Well, both of these methods are being used, and by the time that you people are as old as I am, we should know for all the nearest stars whether they have planets going around them or not. We might know dozens or even hundreds of other planetary systems and see if they are like our own, or very different, or no other planets going around other stars at all. That will happen in your lifetime, and it will be the first time in the history of the world that anybody found out really if there are planets around other stars.
His stress on "even hundreds" shows that even he thought this figure was unlikely. Sagan was 47 at that time, so assuming the kids were about 12, he was hypothesizing into 35 years to the future, to 2015. He would have been pleasantly surprised at the progress so far, I think.
I wonder if any one of those kids have looked at this page and thought of that day.

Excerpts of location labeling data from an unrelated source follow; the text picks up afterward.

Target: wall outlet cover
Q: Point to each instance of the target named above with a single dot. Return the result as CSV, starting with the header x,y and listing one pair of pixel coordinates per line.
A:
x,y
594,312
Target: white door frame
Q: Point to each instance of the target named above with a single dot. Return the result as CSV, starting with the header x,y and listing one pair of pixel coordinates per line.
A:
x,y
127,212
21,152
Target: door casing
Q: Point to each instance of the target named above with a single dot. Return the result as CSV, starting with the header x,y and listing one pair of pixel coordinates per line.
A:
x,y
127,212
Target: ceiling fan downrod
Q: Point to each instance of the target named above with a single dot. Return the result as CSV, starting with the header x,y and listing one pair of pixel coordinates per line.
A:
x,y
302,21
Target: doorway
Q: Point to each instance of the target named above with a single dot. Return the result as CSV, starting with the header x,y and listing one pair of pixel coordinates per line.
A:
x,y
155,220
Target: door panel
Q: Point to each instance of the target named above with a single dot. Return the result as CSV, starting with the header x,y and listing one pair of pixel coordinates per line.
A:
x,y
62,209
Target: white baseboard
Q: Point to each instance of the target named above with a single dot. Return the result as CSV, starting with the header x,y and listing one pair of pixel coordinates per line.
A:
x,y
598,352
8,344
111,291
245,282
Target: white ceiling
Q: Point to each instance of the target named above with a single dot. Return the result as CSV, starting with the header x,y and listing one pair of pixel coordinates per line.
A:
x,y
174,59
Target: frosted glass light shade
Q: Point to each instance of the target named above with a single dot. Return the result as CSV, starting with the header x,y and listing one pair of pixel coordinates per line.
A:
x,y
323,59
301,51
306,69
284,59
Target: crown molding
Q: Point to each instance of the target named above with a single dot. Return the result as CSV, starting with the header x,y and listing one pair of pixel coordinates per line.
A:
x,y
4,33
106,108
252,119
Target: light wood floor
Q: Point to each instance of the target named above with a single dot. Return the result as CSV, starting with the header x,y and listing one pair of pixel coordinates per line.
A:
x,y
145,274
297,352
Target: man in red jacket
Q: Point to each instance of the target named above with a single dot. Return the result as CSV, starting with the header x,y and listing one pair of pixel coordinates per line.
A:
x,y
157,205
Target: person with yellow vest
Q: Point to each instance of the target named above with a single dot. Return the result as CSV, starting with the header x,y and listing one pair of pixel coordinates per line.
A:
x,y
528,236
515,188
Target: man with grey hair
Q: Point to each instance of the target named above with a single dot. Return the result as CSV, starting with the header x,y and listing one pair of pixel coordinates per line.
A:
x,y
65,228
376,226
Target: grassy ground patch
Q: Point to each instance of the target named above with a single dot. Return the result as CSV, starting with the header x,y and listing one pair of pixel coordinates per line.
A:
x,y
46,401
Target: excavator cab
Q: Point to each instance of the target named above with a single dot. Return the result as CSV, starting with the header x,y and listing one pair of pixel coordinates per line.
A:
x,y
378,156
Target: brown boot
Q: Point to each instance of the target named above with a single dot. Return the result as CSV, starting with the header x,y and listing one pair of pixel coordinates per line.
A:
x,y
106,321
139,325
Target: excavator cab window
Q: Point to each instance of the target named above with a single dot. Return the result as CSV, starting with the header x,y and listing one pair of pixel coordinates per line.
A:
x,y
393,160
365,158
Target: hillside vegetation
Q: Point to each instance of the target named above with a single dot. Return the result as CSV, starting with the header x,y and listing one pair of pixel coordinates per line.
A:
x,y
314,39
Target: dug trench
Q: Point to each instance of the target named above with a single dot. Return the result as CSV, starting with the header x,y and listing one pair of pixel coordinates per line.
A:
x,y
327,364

At the onset of the great exoplanet discovery breakthrough in the mid '90s only a few very meagerly funded teams working were actually searching. Once they started to find planets then the astronomical community started paying attention, and funding as well as access to the best observatories in the world started pouring in.
Also, an interesting point of fact is that Sagan was actually hugely excessively optimistic. The two techniques for exoplanet discovery he describes are direct observation through occultation or deep nulling of stellar light and astrometry. As it turns out, these techniques are very, very difficult to use and we have not actually built any special-purpose spacecraft that use either method. To date only one planet has been detected through astrometry, for example. But there are methods which work rather well (doppler radial velocity and transit detection) though they were not familiar to Sagan.
EDIT: Here is an amazing video showing all known exoplanets orbiting one star, so you can see their relative sizes, distances, etc.:
Nearly every single exoplanet discovered is within the orbit of Mercury.
Edit: Here's the graph just up to 2012: http://exoplanet.eu/diagrams/?t=h&f=&x=discovered...
The future of our species is huddling around the warmth of the campfire (sun) and using raw materials from the asteroid belt to create structures orbiting the sun, until we create a sphere around the sun and all space is exhausted... then.. maybe after another few hundreds after that point, will these planets become useful. But not for reasons we would think. Perhaps for research purposes to see if humans then have the capability to tune back in to evolution after a thousand years of being pampered and letting the DNA deteriorate by eliminating survival of the fittest.